Oral semaglutide, a co-formulation of the human glucagon-like peptide-1 (GLP-1) analogue semaglutide and the absorption enhancer sodium N-[8(2-hydroxybenzoyl)amino]caprylate (SNAC), is the first GLP-1RA developed for oral administration in type 2 diabetes [20, 21]. Although semaglutide is also available as an s.c. injection [22, 23], the availability of an oral GLP-1RA presents a useful alternative to injectables, removing the administrative burden and encouraging greater uptake of GLP-1RAs [20, 24]. The efficacy and safety of once-daily oral semaglutide have been extensively evaluated in participants with type 2 diabetes in the global Peptide Innovation for Early Diabetes Treatment (PIONEER) Phase IIIa clinical trial programme (PIONEER 1–8) [7, 8, 25,26,27,28,29,30]. Oral semaglutide was effective at improving glycaemic control compared with placebo and active comparators, with a safety profile consistent with the GLP-1RA class; gastrointestinal symptoms were the most common adverse events (AEs) [7, 8, 25,26,27,28,29,30]. Although the global Phase IIIa clinical programme included Asian racial and ethnic groups, there is limited evidence of the efficacy and safety of oral semaglutide in predominantly Chinese populations [7, 8, 25,26,27,28,29,30]. Two trials (PIONEER 9 and 10) have demonstrated the efficacy and safety of oral semaglutide in a predominantly Japanese population [31, 32]. The current study has some similarities with the PIONEER 1 trial, with similar treatment arms, inclusion criteria, trial length and endpoints; however, PIONEER 1 was a global trial and as such had a far smaller Asian population [7]. PIONEER 1 may provide a useful comparison in terms of outcomes, highlighting differences in response between Asian and non-Asian individuals receiving oral semaglutide and providing a point of comparison with placebo [7].
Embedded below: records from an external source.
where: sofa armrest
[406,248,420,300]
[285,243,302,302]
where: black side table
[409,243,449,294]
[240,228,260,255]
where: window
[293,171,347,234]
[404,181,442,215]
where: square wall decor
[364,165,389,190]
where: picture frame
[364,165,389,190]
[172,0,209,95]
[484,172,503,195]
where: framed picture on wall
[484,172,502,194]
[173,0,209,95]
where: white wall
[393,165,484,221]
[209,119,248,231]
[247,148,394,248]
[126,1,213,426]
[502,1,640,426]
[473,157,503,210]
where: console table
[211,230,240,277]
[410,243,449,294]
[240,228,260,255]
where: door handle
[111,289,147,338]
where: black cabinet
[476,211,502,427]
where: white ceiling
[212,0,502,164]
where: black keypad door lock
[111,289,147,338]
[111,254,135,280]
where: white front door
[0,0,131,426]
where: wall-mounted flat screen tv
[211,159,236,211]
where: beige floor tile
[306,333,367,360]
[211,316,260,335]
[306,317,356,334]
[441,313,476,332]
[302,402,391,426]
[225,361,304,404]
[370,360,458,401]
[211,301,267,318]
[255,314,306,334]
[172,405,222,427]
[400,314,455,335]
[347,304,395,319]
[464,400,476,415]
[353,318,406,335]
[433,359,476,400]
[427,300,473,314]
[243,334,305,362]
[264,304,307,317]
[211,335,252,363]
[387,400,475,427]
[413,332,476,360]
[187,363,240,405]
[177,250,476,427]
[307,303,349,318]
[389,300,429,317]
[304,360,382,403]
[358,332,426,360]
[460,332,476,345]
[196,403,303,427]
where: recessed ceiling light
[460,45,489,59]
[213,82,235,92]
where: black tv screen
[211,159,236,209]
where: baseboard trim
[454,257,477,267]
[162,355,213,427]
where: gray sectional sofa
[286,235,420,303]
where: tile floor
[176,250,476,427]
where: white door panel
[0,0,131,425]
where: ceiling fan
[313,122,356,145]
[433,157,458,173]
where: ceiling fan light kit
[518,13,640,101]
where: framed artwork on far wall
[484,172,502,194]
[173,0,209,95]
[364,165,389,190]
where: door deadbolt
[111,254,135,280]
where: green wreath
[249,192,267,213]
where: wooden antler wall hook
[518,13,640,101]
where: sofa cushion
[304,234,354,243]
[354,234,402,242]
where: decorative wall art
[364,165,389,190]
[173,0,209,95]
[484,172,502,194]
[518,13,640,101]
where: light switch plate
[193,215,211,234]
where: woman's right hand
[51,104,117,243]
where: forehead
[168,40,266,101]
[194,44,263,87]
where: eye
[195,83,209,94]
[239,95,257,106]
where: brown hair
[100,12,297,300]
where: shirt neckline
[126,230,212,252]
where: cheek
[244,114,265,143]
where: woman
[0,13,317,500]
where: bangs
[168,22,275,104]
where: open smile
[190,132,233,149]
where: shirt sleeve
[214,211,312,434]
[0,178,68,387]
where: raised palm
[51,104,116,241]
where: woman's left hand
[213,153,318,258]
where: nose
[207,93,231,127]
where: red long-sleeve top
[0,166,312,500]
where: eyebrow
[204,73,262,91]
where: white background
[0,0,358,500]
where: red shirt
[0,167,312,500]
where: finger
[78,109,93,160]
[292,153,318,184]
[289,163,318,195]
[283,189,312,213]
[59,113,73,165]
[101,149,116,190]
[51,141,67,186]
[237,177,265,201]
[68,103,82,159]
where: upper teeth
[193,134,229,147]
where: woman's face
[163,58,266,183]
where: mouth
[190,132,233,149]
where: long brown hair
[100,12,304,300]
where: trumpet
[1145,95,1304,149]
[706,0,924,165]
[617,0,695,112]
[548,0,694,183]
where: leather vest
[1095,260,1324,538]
This multiregional PIONEER 11 Phase IIIa trial aimed to assess the efficacy and safety of oral semaglutide monotherapy compared with placebo in a predominantly Chinese population with type 2 diabetes, insufficiently controlled with diet and exercise. An additional Phase III trial, PIONEER 12 (NCT04017832), was also conducted to assess the efficacy and safety of oral semaglutide vs the dipeptidyl peptidase-4 inhibitor (DPP-4i), sitagliptin, in a predominantly Chinese population with type 2 diabetes, insufficiently controlled with metformin [33].

Methods

Trial design

PIONEER 11 (ClinicalTrials.gov NCT04109547) was a 26 week, randomised, double-blind, placebo-controlled, parallel-group Phase IIIa trial with a 4-week run-in period conducted at 52 sites in the China region (including mainland China and Taiwan), Hungary, Serbia and Ukraine. The trial protocol was approved by the appropriate health authorities according to local guidelines and by an institutional review board/independent ethics committee, and the trial was conducted in accordance with the Declaration of Helsinki 2013 and International Council for Harmonisation Good Clinical Practice guidelines. A list of investigators is provided in electronic supplementary material (ESM) Appendix 1. Participants were required to provide written informed consent prior to commencing any trial-related activity.

Participants

Participants with diagnosed type 2 diabetes were eligible for participation if they were aged ≥18 years at the time of informed consent (≥20 years in Taiwan) and had an HbA1c between 53 and 86 mmol/mol (7.0–10.0%). Key exclusion criteria included treatment with a glucose-lowering medication or medication for obesity within 60 days before screening, except for short-term (14 days) insulin use; renal impairment (eGFR <60 ml/min per 1.73 m2); history/presence of pancreatitis (acute or chronic); history/presence of malignant neoplasms within 5 years before screening; family (first-degree relative) or personal history of multiple endocrine neoplasia type 2 or medullary thyroid carcinoma; and uncontrolled or potentially unstable diabetic retinopathy or maculopathy. Full inclusion, exclusion and randomisation criteria are provided in ESM Table 1. Demographic data including date of birth, sex, and race and ethnicity were recorded according to local regulations and were self-reported.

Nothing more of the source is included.